Certainly, at times it’s obvious what team is deserving of winning the Chairman’s Award and entering the FIRST Hall of Fame. In 2012, I don’t know that very many people would have argued that Team 1114 was not the clear favorite to be the newest Hall of Fame inductee. And that’s because it is truly an inspirational team - a team that is generally very professional in its conduct, extremely competitive on the field, and broad in its impact outside of the game.
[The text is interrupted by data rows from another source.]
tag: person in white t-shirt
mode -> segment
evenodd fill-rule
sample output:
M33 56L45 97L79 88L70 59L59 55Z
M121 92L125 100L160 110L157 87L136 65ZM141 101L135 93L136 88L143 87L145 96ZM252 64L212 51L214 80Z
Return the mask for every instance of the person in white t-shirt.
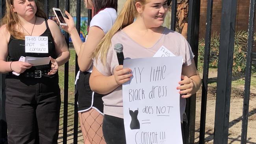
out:
M132 76L131 69L123 69L119 65L113 49L115 44L123 45L125 59L152 57L162 46L182 57L182 80L175 88L180 90L181 94L181 122L185 99L200 87L201 79L188 42L180 34L161 26L167 11L167 0L127 0L112 28L93 53L90 85L94 91L105 94L102 98L105 114L102 127L108 144L126 142L122 84Z
M114 24L117 17L117 2L115 0L84 0L84 2L86 9L93 9L94 12L85 42L82 43L73 18L67 11L69 19L65 18L68 26L63 26L61 28L69 33L78 56L80 71L75 82L76 89L78 92L78 112L84 142L103 144L106 143L102 127L104 95L91 91L89 78L93 65L92 53Z

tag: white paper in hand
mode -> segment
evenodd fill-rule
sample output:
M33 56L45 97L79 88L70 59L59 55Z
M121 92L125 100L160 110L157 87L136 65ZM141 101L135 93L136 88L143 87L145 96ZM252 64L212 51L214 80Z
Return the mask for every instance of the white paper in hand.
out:
M19 60L19 61L22 61L22 62L25 62L25 57L23 57L23 56L22 56L20 57L20 59ZM13 74L16 75L17 76L19 76L20 75L20 74L18 74L16 72L14 72L14 71L13 71Z
M25 62L32 64L33 66L48 65L50 60L50 57L26 57Z

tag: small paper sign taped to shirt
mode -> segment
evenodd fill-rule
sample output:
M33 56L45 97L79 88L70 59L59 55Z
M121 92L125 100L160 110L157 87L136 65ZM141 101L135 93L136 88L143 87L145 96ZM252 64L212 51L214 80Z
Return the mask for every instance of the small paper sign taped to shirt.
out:
M165 48L163 46L160 48L156 53L155 55L153 56L153 57L175 57L175 55L174 55L172 52L168 50L167 48Z
M48 37L25 36L25 52L48 54Z

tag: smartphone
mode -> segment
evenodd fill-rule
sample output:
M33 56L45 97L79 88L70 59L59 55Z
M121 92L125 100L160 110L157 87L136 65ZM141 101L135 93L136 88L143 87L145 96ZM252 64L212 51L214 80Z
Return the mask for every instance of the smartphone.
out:
M52 10L53 10L53 12L54 12L55 16L59 22L59 24L61 26L67 26L60 9L58 8L53 7Z

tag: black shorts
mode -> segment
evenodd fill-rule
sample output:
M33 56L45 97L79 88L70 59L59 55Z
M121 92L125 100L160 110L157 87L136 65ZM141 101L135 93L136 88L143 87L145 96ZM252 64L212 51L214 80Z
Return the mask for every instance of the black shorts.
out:
M103 113L102 97L104 95L91 91L89 84L90 76L89 72L80 71L79 79L76 82L76 89L78 95L78 112L87 111L93 107Z

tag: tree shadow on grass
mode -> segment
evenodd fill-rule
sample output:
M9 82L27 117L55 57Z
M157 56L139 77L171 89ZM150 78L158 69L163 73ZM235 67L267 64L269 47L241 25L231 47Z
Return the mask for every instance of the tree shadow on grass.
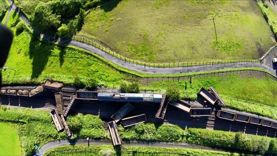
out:
M55 46L49 41L39 40L38 36L33 34L29 44L29 57L33 59L32 78L41 74Z
M106 3L102 5L101 5L100 6L100 8L104 10L105 12L110 12L114 8L116 7L121 1L121 0L111 1L108 3ZM102 0L101 1L103 1L102 3L104 3L105 2L107 1L106 0Z

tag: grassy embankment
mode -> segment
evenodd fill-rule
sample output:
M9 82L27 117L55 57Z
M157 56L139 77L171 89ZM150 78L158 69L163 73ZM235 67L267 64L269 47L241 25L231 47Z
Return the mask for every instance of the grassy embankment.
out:
M87 115L82 119L83 120L78 120L83 124L80 128L81 133L76 134L76 137L84 138L89 136L92 138L108 137L102 121L98 118ZM0 121L10 125L16 131L22 148L21 154L23 155L33 154L35 150L35 144L39 146L49 141L67 138L64 131L60 133L57 131L49 112L47 111L2 107L0 108ZM72 125L70 122L68 122L69 125ZM9 135L14 134L11 131L5 130L3 131L8 132ZM10 139L8 140L11 140ZM3 142L5 145L8 142L6 141ZM17 147L15 143L13 146ZM0 151L5 151L5 147L0 146Z
M13 23L19 18L18 16L14 12L11 13L8 26L10 27L11 24L14 25ZM207 73L249 69L237 68L168 75L146 74L123 68L80 49L69 46L65 47L64 45L53 44L43 40L38 40L32 35L29 29L25 29L23 32L18 34L14 27L12 29L14 32L15 37L6 65L16 69L16 72L15 74L12 70L2 71L3 83L5 84L40 83L49 79L72 84L74 77L78 75L82 77L95 77L101 83L111 87L113 85L118 86L121 81L128 79L126 75L122 74L123 72L145 77L162 76L171 77L203 73ZM43 46L46 44L48 44ZM105 63L102 63L102 61ZM105 64L109 64L110 66L105 66ZM123 72L117 71L115 69ZM258 68L250 69L265 71ZM169 82L172 82L172 81ZM143 88L164 90L169 82L153 83L149 86L144 86ZM197 92L201 86L207 88L212 86L219 94L224 95L227 106L275 118L276 118L277 111L273 107L276 106L276 103L272 99L277 96L277 89L271 87L276 83L272 80L265 78L249 78L235 75L226 77L193 78L191 84L188 82L186 90L185 81L181 81L179 83L176 81L174 82L181 90L181 97L183 98L195 99ZM221 87L222 86L224 87ZM231 97L232 98L230 98ZM233 98L261 104L242 101Z
M121 151L115 149L112 145L66 146L56 147L46 151L45 155L239 155L237 153L197 149L178 148L161 148L124 146ZM72 154L74 153L74 154ZM107 154L109 154L109 155ZM105 154L106 154L105 155Z
M10 5L8 5L8 3L5 0L0 1L0 21L2 21L2 19L4 18L5 15L8 12L7 10ZM4 23L5 23L5 21Z
M0 155L20 155L21 153L16 132L9 125L0 122Z
M92 10L77 36L156 63L257 59L276 44L251 1L115 1Z
M35 144L40 146L49 141L67 138L64 131L57 132L48 112L2 107L0 121L9 124L16 131L22 154L33 153ZM90 115L69 116L67 122L74 137L108 137L98 117ZM184 130L176 126L151 123L118 128L121 137L126 139L182 142L254 153L277 152L277 140L265 137L205 129Z
M270 4L268 4L268 2L265 2L264 5L261 1L259 1L258 4L260 8L262 10L264 16L265 20L270 26L271 30L275 35L276 37L277 37L277 16L276 15L276 11L274 11L273 8L272 8L272 6Z

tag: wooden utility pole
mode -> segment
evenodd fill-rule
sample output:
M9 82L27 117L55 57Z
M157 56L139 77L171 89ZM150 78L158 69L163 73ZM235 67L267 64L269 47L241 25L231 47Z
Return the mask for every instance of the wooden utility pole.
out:
M215 17L216 17L216 16L218 14L219 12L220 12L221 11L221 10L220 10L220 9L219 11L218 11L218 12L216 14L216 15L214 15L214 17L213 17L213 21L214 21L214 31L215 32L216 32L216 45L218 45L217 36L216 36L216 25L215 24L214 24L214 18Z

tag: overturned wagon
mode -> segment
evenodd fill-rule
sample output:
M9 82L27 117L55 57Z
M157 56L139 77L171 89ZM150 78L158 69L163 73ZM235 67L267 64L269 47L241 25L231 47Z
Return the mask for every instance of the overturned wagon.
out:
M134 109L134 106L128 103L120 108L111 117L117 122Z
M29 96L29 90L27 89L17 89L16 95L19 96Z
M0 94L6 95L6 88L1 88L1 89L0 89Z
M136 102L160 103L161 94L99 93L98 101Z
M121 138L117 131L117 127L115 122L113 121L108 123L111 138L114 146L121 144Z
M29 91L29 95L31 97L43 91L43 88L42 85L40 85L30 90Z
M76 93L77 99L82 100L97 100L98 99L97 97L98 95L98 92L97 92L77 91Z
M16 95L16 89L15 88L7 88L6 94L11 95Z
M122 119L121 122L123 127L125 128L147 121L145 114L143 114Z
M217 99L208 91L203 87L198 92L198 94L212 105L214 105Z
M211 115L210 108L192 108L190 109L191 116L207 116Z
M217 116L217 117L220 118L234 121L235 120L236 114L230 112L219 110L218 112Z

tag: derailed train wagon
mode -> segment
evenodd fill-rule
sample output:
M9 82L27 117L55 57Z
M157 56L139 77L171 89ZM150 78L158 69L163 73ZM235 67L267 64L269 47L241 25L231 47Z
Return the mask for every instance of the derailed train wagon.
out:
M236 114L230 112L219 110L218 112L217 116L220 118L234 121L235 120Z
M165 112L166 111L166 108L167 107L168 98L166 94L164 94L162 95L162 99L161 102L161 104L156 113L156 118L164 119L164 116L165 115Z
M6 95L6 88L1 88L0 89L0 94Z
M126 93L99 93L98 101L134 102L160 103L162 95Z
M206 90L203 87L201 87L201 88L198 92L198 94L201 96L204 99L207 100L212 105L214 105L216 100L217 99L212 94L209 92L208 91Z
M147 121L145 114L122 119L121 122L124 128Z
M27 89L17 89L16 95L24 96L29 96L29 90Z
M207 116L211 115L210 108L192 108L190 109L191 116Z
M98 99L98 92L97 92L77 91L76 95L77 99L93 100Z
M128 103L117 112L111 118L117 122L134 109L134 106Z
M59 118L59 117L57 114L56 110L54 109L50 112L50 115L51 115L51 117L52 117L52 119L53 120L53 121L54 122L54 124L56 127L57 131L59 131L63 129L63 126L61 123L61 119Z
M43 88L42 85L40 85L38 86L31 89L29 90L29 96L31 97L35 95L38 94L43 91Z
M16 95L16 89L15 88L7 88L6 94L11 95Z
M114 121L110 122L108 123L108 125L113 144L114 146L121 144L121 138L117 131L117 127L115 124L115 122Z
Recognition for this sort of work and effort is extremely important. With that said, it’s not hard to imagine (and I have certainly seen evidence of this) students - and even mentors - on a team become so jaded or disillusioned with the idea of the Chairman’s Award that their efforts in creating their presentation or writing an essay or making a video become single-minded in scope. The Chairman’s Award is no longer about the criteria, but about the Blue Banner and the automatic bid for Championship, the Michigan State Championship, or the Mid-Atlantic Region Championship. It becomes about checking boxes off of a list - causing teams to want to do the things they believe (or even worse - know) will win them the award and discouraging them from taking risks, from starting groundbreaking programs with grand dreams and hopes - the sort of programs that can make a flying leap towards FIRST’s “goals and purpose” rather than another generic baby step.
Is that wrong? I tend to think so. Certainly teams that are making breakthroughs, the teams that are blazing trails are the teams that tend to win the Chairman’s Award at the international level and be immortalized into FIRST’s Hall of Fame. But getting these kinds of teams TO the Championship in the first place can be difficult when perennial Chairman’s Award Winners become complacent with their “Winning Formula.” Once that paradigm becomes established, how long will it take for the new guard to be ushered in? Would it ever?
The worst thing about this is that teams who repeatedly face this sort of competition may become jaded with the award and not only stop presenting but also allow their outreach to wither and die. In that sense, the Chairman’s Award is self-defeating. And that’s bad news for FIRST and its goals.
Perhaps it calls for a different mechanism by which the award is given - require all teams to submit a proposal alongside a robot at competitions? Perhaps only allow teams to conduct an interview if selected initially by judges AT the competition? Make the Chairman’s Award selection process more accessible and available to the opinions of more than simply the judges? Make the process for winning the Chairman’s Award at regional or district events more similar to the Engineering Inspiration Award?
There is likely no single best solution, but the system as it currently stands removes the emphasis on the outreach itself and places the emphasis on “the most prestigious award” given out to teams by FIRST. That prestige inherently brings with it a sort of desire and lust for success that doesn’t belong in the culture that teams truly deserving of the Chairman’s Award are attempting to build.
I apologize for the length, but this is something I have seriously considered on multiple occasions. I am someone very passionate about what the Chairman’s Award stands for (or, at least, attempts to stand for), but I can see compelling arguments of this nature. As it is, as a presenter for 2337 for the team’s first ever DCA presentation (and win!) as well as its second ever DCA presentation (and loss), I was always very proud of what my team did that seemed - in my estimation - be be unique, fresh, and exciting. I think that FIRST is right to place such importance on this outreach, but I have at times wondered if the award really is all that important, of even important at all.
In an ideal world, there would be no need to recognize teams for doing such work - the inspiration would be reward in and of itself. And for many teams, this is the case. So it truly begs the question of whether or not the award truly IS important? For the teams that truly deserve to win, is the recognition all that important in the first place?